Myanmar junta sacks UN ambassador

Myanmar’s junta fired its UN ambassador on February 27 for breaking ranks to denounce the military’s ouster of civilian leader Aung San Suu Kyi, as police stepped up a crackdown on protesters across the country.

The country has been shaken by a wave of demonstrations since a coup toppled civilian leader Aung San Suu Kyi on February 1.

Authorities have ramped up the use of force to suppress dissent, deploying tear gas, water cannons and rubber bullets to disperse some protests. Live rounds have been used in isolated cases.

In justifying its seizure of power, the military has alleged widespread fraud in the November elections, which Suu Kyi’s party won in a landslide, and promised fresh polls in a year.

But its ambassador to the UN on February 26 broke ranks and made an emotional appeal to the international community for “the strongest possible action . . . to restore democracy”.

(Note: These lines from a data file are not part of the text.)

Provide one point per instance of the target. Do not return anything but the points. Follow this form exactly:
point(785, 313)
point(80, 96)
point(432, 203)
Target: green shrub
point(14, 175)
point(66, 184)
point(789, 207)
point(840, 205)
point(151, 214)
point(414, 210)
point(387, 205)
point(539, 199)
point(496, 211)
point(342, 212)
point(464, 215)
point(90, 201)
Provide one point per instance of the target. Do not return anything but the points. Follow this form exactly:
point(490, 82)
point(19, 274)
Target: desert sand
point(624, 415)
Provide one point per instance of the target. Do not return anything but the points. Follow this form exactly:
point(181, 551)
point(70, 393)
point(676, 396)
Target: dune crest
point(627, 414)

Kyaw Moe Tun also pleaded with his “brothers and sisters” in Burmese to keep fighting.

“This revolution must win,” he said, flashing the three-finger salute that has become a symbol of resistance against the junta.

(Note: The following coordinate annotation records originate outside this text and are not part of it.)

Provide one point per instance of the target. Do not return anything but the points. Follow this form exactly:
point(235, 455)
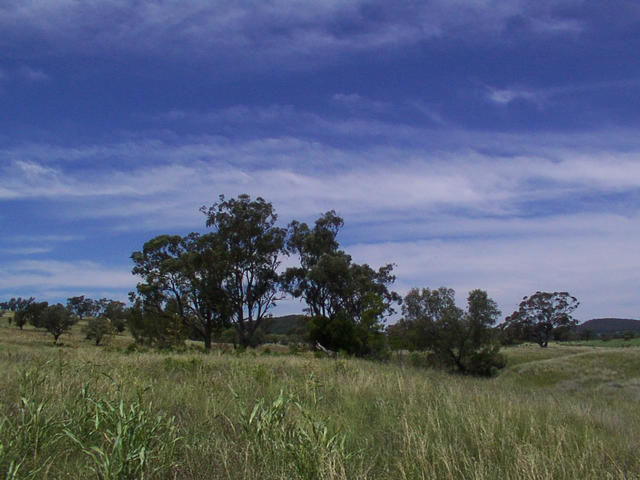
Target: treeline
point(221, 286)
point(104, 316)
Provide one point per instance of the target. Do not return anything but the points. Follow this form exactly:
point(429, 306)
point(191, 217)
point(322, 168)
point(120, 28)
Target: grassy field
point(79, 411)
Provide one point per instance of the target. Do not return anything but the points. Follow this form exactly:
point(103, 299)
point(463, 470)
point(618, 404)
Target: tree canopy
point(542, 314)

By February 27 night, state-run TV announced that Kyaw Moe Tun was no longer Myanmar’s UN ambassador.

“[He] didn’t follow the order and direction by the state and betrayed the country,” according to a Myanmar Radio and Television (MRTV) broadcast.

“That is why he is revoked from his position starting from today.”

‘We want to fight until we win’

News of Kyaw Moe Tun’s removal follows a day of crackdowns and mass arrests by Myanmar’s security forces as the country enters its fourth week of daily protests against the generals’ grip on power.

Chaos unfolded across commercial hub Yangon, with police closing in early on peaceful demonstrators and deploying rubber bullets to disperse them from Myaynigone junction.

Protesters scattered into residential streets and started building makeshift barricades out of stacked tables and trash cans to stop the police.

Many wore hard hats and gas masks, wielding homemade shields for protection.

“What are the police doing? They are protecting a crazy dictator,” the protesters chanted angrily.

Local reporters broadcast the chaotic scenes live on Facebook, including the moments when the shots rang out, which AFP reporters on the ground also witnessed.

“We want to fight until we win,” said protester Moe Moe, 23, who used a pseudonym.

At nearby Hledan junction several rounds of stun grenades were fired, according to AFP reporters.

At least three media workers were detained, including an Associated Press photographer, a video journalist from Myanmar Now, and a photographer from the Myanmar Pressphoto Agency.

Another protest near a shopping centre in nearby Tamwe Township was broken up by police.

Aye Myint Kyi, a distraught mother of one shopper, said she reached her daughter briefly on the phone, who said she was being taken.

“I don’t know where she was taken,” she said, crying. “She was unjustly arrested.”